理研は、実験ノートから追跡しその妥当性を公表すべきである。勿論、実験ノートが不備で追跡不能であれば小保方さんの責任である。「主張が出鱈目である」と認められても反論すべきではない。

また、第三者の再現確認について「理研に説明している」と主張したことに理研は所内の研究者が作成再現をやったが、全体のうちの最初の部分でSTAP細胞の存在を確認しただけという。更に所内の研究者だから第三者ではないと付け加えている。

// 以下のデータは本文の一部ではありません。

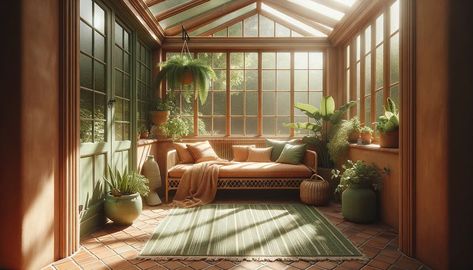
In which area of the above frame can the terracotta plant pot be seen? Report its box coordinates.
[361,132,372,144]
[379,129,399,148]
[348,131,360,143]
[150,111,170,126]
[182,71,194,85]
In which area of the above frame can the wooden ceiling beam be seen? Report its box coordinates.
[145,0,165,7]
[264,0,338,28]
[198,9,258,37]
[312,0,350,13]
[260,10,314,37]
[155,0,209,21]
[164,0,255,36]
[266,0,332,35]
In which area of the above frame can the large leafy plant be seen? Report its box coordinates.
[376,98,399,133]
[332,160,389,193]
[104,166,149,197]
[287,96,355,168]
[156,55,215,104]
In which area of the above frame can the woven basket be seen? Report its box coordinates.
[300,174,330,206]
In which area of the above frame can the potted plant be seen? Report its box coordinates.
[348,116,361,143]
[156,54,215,104]
[361,126,373,144]
[376,98,399,148]
[104,166,149,225]
[332,160,382,223]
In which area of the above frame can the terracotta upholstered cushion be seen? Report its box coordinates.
[246,147,273,162]
[187,141,218,163]
[173,143,195,163]
[168,162,312,178]
[232,145,256,161]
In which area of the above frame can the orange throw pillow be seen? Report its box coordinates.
[246,147,273,162]
[173,143,195,164]
[187,141,219,163]
[232,145,256,162]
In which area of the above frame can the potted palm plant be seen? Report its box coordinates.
[104,166,149,225]
[376,98,399,148]
[332,160,386,223]
[156,54,215,104]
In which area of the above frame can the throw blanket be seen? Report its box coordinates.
[174,160,231,208]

でも第三者の再現試験では、理研は細胞が光り万能性を示す遺伝子があることを確認することに成功しているとコメントしている(ZAKZAK2014.4.14)。

これで成功したといえるかどうかは分からないが、理研はどこまで実験で確認すれば成功したと判断できるのかはっきりすべきではないか。

動物実験の若山さんとの実験の連携もあやふやになってきた。朝日新聞の報道では、若山さんは「オスでしか成功しなかった」と言うが、論文では「メスでも成功した」と記述し新たな疑惑になっていた。これについては小保方さんは「若山さんの仕事」として自らの実験の領域での不正に有無を曖昧にしている。

「詳しい手順などを公表すべきだ」という要求に小保方さんは再現実験でどのステップで失敗しているのか情報を整理し手順書へ加筆するといい、知的財産の問題もあり詳しい手順書は公開できないという。

しかし、これには専門家からも批判が出ている。

11日に閉会した幹細胞の国際学会「キーストーンシンポジウム」ではSTAP細胞成果を疑う声が多かったらしい(読売新聞2014.4.13)、その会長が再現実験を繰り返しているが成功していない。今すぐに詳細な手順書を発表すべきだと記者に答えたそうだ(どのメデイアの報道かは忘れた)。

知的財産保護の問題もあるだろうが、日本の科学界の信頼問題にも発展していることを考え、小保方さんも理研も真剣に対応しなければならないのではないか。

こんな事を繰り返していると、ますます科学に対する国民の不信を増長するだけではないか。

国の総合科学技術会議で、安倍総理が研究不正対策を審議するように指示を出したというが、今は不正行為の有無と理研のガバナンスの論点が混在していると民間議員が言ったようだ。

確かにこの問題は、理研の組織管理の不備も大きくかかわっている。こういう疑惑を事前に防ぐ方法はあったと思うが、STSP細胞についてはごく少数の人間しか知らされない極秘の研究だったようだ。

理研も研究不正防止対策推進本部を設置して検討するらしいが、理研のガバナンスまでは短時間ではできないという。

理研とその一職員がこういった食い違ったことをやっていていいのかと疑問が出て来るが、今のところ弁護団も「小保方さんが○○と言っている」式の論調だ。

理研は組織防衛に走らず、小保方さんの主張が実験ノートからどう追跡できるかを検証し公表すべきだ。

科学的証拠なしに口先での説明では証明にならないのが科学の世界ではないか。小保方さんの説明は、曖昧な表現が多く、関係者が振り回されている感じだ。外見上もあれほど立派な論文を作れるのだから、もっと科学者的な表現に出来ないのか。

何を言っても信じてもらえないことが、今の小保方さんの立場ではないか。